As I grew older I became more aware of where there were discrepancies in entitlement. This is something I still think about today. I would often wonder why some people reached for things that others didn’t and I came to the conclusion, thanks to my mom, that it has everything to do with your starting point. When you start off with more you expect more and I believe that the discrepancies in entitlement also foster discrepancies in quality of life. Although in America the idea of the basic entitlement of freedom is so that we may all have a level starting point. Though pessimistically I think that instead of it being a level starting point it has become more of a minimum starting quota. Everyone (with some exceptions) living in the US meets the quota. The standard of public education, low income housing and living off food stamps. Clearly this isn’t the American dream, that would be the well sought after American middle class life that F. Scott Fitzgerald and Amy Tang write so elegantly about. I think I became hyper conscious of the people around me and their classes as I entered the ninth grade. My father had recently passed and there was a lot of pressure on my brother and I to be more responsible. My mom knew just as much about our family’s finances as we did, and we had to depend on each other for help and support. At first I felt as much helpless as I was useless, and it was a hard first year without my dad.
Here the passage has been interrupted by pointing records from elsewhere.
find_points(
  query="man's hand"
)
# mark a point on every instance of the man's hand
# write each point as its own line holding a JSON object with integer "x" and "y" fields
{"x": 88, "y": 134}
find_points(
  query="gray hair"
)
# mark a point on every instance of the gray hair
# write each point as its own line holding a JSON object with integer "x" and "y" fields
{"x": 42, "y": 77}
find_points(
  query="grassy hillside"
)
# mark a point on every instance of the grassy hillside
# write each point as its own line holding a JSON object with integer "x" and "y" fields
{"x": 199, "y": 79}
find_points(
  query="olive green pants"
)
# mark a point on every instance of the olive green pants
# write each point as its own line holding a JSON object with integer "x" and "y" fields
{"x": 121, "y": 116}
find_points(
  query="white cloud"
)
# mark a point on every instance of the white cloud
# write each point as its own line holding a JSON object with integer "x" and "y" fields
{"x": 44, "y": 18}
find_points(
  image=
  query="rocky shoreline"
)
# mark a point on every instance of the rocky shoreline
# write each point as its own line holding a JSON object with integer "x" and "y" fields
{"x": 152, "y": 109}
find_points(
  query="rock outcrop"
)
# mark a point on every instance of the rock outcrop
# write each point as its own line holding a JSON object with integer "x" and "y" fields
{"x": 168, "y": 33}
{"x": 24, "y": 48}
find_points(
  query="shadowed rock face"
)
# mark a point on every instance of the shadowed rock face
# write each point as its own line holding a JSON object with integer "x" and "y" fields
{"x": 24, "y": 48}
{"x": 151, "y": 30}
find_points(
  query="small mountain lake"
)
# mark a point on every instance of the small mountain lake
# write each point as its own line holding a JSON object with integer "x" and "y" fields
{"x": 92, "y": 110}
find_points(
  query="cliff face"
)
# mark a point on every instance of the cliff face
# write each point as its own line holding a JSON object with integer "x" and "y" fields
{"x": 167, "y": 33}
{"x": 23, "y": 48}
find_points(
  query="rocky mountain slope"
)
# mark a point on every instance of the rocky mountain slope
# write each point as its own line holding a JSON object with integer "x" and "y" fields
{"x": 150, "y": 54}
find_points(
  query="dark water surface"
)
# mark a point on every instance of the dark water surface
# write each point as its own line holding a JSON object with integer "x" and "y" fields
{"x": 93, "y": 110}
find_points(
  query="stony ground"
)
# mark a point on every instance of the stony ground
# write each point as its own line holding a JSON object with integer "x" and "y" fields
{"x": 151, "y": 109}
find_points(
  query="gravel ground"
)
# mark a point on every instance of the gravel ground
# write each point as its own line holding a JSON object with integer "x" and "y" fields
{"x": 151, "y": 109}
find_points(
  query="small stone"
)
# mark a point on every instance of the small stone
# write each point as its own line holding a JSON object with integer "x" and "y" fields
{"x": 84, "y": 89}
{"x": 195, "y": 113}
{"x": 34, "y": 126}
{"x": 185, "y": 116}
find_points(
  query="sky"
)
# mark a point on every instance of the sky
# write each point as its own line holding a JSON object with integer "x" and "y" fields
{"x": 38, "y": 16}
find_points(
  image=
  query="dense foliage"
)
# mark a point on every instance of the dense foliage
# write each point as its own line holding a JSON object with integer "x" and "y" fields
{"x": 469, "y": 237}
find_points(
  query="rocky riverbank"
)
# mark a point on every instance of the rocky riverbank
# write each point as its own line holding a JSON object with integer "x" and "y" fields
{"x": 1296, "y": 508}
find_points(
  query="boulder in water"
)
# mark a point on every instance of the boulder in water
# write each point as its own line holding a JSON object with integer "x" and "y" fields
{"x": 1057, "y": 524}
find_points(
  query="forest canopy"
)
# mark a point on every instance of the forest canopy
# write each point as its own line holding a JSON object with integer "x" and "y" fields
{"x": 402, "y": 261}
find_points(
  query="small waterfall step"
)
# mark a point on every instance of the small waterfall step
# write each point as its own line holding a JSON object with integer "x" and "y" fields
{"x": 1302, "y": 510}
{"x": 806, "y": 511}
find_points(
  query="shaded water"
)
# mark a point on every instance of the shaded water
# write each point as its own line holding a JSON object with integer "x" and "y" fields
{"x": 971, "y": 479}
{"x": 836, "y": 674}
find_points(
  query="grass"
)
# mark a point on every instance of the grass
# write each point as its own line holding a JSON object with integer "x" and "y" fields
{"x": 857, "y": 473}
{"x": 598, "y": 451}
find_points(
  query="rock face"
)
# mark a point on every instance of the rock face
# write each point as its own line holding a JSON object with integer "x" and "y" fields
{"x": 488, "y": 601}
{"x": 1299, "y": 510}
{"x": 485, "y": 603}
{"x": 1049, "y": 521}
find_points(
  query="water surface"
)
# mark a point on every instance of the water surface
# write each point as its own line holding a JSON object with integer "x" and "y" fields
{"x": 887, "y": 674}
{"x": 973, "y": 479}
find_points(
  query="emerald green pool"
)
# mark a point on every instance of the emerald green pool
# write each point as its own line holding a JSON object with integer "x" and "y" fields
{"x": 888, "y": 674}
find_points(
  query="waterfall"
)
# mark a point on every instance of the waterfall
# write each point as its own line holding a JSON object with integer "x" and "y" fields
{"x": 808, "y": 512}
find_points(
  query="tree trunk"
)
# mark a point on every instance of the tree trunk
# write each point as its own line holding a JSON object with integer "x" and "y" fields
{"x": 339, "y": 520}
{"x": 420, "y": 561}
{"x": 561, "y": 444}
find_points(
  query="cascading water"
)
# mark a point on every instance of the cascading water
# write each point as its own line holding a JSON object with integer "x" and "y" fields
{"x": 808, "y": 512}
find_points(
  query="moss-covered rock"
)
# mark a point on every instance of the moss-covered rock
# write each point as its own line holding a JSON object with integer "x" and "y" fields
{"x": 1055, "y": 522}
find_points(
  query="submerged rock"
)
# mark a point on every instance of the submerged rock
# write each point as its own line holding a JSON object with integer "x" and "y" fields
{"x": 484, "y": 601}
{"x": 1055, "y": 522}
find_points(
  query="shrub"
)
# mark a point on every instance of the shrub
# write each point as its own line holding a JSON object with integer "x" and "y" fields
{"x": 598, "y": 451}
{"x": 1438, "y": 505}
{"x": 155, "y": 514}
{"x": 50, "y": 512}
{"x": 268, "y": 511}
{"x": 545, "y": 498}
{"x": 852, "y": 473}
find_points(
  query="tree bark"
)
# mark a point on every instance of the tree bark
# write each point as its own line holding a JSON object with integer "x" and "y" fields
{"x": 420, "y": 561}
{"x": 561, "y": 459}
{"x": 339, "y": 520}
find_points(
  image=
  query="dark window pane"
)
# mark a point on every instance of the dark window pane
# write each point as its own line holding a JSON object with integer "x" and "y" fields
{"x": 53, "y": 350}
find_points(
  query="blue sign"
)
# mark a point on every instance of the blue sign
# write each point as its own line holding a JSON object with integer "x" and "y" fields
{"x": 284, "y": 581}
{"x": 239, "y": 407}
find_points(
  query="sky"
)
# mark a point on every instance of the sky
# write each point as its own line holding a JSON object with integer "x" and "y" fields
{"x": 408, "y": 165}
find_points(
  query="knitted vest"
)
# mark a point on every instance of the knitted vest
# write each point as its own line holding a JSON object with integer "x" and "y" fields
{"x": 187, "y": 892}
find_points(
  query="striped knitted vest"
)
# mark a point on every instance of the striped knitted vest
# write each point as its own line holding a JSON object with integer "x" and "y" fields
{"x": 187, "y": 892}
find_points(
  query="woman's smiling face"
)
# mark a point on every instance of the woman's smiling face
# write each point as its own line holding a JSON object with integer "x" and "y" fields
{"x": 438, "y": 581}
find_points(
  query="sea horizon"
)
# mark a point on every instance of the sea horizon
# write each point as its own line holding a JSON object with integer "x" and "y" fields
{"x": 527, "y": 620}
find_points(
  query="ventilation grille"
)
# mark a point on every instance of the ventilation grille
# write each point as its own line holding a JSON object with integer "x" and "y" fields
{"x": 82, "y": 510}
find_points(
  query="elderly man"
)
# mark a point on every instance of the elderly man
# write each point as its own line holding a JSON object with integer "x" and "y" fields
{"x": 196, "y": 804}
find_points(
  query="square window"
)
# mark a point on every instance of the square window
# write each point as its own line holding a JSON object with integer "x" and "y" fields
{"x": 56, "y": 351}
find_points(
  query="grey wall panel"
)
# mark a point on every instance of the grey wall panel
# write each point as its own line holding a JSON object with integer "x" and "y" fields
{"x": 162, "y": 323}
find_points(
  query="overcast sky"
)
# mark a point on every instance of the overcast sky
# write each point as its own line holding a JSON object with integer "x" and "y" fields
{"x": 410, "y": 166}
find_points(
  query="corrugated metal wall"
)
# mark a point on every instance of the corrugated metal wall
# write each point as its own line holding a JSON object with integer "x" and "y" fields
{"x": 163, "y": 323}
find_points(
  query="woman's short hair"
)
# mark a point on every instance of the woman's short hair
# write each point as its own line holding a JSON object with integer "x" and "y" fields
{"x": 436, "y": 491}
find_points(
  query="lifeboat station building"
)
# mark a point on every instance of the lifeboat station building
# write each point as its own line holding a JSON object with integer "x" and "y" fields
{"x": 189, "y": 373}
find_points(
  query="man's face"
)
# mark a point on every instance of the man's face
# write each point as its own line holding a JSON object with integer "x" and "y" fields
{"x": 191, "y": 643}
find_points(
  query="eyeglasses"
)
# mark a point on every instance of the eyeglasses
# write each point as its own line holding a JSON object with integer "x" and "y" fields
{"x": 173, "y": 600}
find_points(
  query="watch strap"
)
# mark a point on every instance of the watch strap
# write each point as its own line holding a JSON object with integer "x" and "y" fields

Although by my sophomore year I began to realize that I needed to step up if I was going to change the quality of our lives. I spent a lot of time helping my mom. We put up our old apartment for sale and rented a new one, we learned to do our taxes together, my mom started her new steady job as an accountant while Jonathan and I got our acts together in school. I think it was my heightened conscientiousness that enabled me to push through in helping my mom day after day to raise our family’s standard of living.

Naturally as I entered high school the frequency at which I heard “So, what do you want to be when you grow up?” increased. Now just answering “lawyer” was not enough,  there would be a “wow, why?” and my inability to put it into words is what really made me think about what it was I really wanted to do. I applied for the Ward Fellowship to gain those exact senses. In our application process we were asked what John William Wards words meant to us when he said “One must act as if one can make a difference,” and I believe that there was a time where I knew what it was like to feel so insignificant to a problem so much larger than my actions, but still feel compelled to do something to move it forward and make a change.  I don’t know if I would like to be a lawyer, or a senator, or even a writer, but I do know that a life in the field of public service, would be both highly rewarding and enjoyable. I would hope to work every day towards creating a higher standard of living similar to that of the “American Dream” so that everyone may have similar opportunities including the ones I have been so fortunate to have through both my family and my school.